Just what caused this relative weakening has never been clear. Now two researchers from the Indian Institute of Science think they have a better idea of the kinds of planetary phenomena that could be involved.
"All these [past] studies looked at the present-day anomaly and were not concerned with how this geoid low came into existence," geoscientists Debanjan Pal and Attreyee Ghosh explain in their published paper, which describes their new working hypothesis.
They think the answer lies more than 1,000 kilometers (621 miles) beneath Earth's crust, where the cold, dense remnants of an ancient ocean plunged into a 'slab graveyard' beneath Africa some 30 million years ago, stirring up hot molten rock.
But their results, based on computer models, are unlikely to settle a fiery debate about the geoid low's origins – at least not until more data is collected.
In 2018, a shipload of scientists from India's National Centre for Polar and Ocean Research set out to deploy a string of seismometers along the seafloor of the deformation zone, to map the area.
Being so far offshore, little seismic data had been collected in the area before.

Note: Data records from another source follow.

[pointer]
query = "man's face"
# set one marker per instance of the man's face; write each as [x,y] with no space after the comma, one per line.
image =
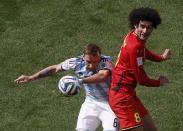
[143,30]
[91,61]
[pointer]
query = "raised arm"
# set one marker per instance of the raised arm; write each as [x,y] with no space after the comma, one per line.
[42,73]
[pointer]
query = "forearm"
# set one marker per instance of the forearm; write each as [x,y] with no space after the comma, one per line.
[96,78]
[44,73]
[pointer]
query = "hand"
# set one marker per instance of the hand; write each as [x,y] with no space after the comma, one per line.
[23,79]
[163,80]
[167,54]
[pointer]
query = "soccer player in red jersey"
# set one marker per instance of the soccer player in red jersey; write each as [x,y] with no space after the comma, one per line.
[129,71]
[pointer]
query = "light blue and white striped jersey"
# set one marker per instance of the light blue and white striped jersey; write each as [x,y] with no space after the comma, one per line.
[99,91]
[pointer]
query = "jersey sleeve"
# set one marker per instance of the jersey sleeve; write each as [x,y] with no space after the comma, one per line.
[137,65]
[152,56]
[106,63]
[69,64]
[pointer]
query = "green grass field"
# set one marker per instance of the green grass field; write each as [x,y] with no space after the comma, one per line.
[37,33]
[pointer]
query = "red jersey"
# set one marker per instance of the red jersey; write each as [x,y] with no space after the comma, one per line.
[130,63]
[128,71]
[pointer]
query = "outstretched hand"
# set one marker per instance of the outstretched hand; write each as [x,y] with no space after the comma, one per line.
[23,79]
[167,54]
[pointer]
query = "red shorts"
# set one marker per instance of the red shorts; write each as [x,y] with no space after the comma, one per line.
[127,107]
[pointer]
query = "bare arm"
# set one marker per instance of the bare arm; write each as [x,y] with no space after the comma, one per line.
[42,73]
[101,76]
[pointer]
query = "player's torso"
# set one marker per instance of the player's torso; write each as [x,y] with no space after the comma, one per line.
[98,92]
[123,68]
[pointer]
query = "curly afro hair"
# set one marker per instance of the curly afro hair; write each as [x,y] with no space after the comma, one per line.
[144,13]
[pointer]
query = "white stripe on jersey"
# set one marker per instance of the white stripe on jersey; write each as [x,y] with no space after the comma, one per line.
[98,91]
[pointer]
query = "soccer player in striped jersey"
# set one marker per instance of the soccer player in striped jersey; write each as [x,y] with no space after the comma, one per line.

The results from that 2018 survey pointed to the presence of hot plumes of molten rock rising up beneath the Indian Ocean and somehow contributing to its great dent.
But a longer view was needed to reconstruct the geoid low in its early phases. So Pal and Ghosh retraced the formation of the massive geoid by modeling how tectonic plates skimmed over Earth's hot, gooey mantle during the past 140 million years.
Back then, the Indian tectonic plate was just starting to break away from the supercontinent, Gondwana, to begin its northward march. As the Indian plate advanced, the seabed of an ancient ocean called the Tethys Sea sank into Earth's mantle, and the Indian Ocean opened up behind it.
Pal and Ghosh ran simulations using more than a dozen computer models of plate motion and mantle movements, comparing the shape of the oceanic low those models predicted with observations of the dent itself.
The models that reproduced the Indian Ocean geoid low in its current form all had one thing in common: plumes of hot, low-density magma wafting up beneath the low. These plumes, in addition to a distinctive mantle structure, are what created the geoid low; if they rise high enough, Pal and Ghosh surmise.
"In short, our results suggest that to match the [shape and amplitude of the] observed geoid low, plumes need to be buoyant enough to come up to mid-mantle depths," the pair writes.
The first of these plumes appeared about 20 million years ago, to the south of the Indian Ocean geoid low, and around 10 million years after the old Tethys Sea sank into the lower mantle. As the plumes spread beneath the lithosphere and inched towards the Indian peninsula, the low intensified.
Given their results are consistent with elements of Ghosh's previous modeling work from 2017, the duo suggests the telltale plumes were thrust up after the Tethys seafloor sank into the lower mantle, disturbing the famed 'African blob'.
However, some researchers not involved in the work aren't convinced, telling New Scientist there isn't any clear seismographic evidence yet that the simulated plumes are actually present beneath the Indian Ocean.
Such data may soon come to light, and there's no rush really – the geoid low is expected to persist for many more millions of years yet.
The study has been published in Geophysical Research Letters.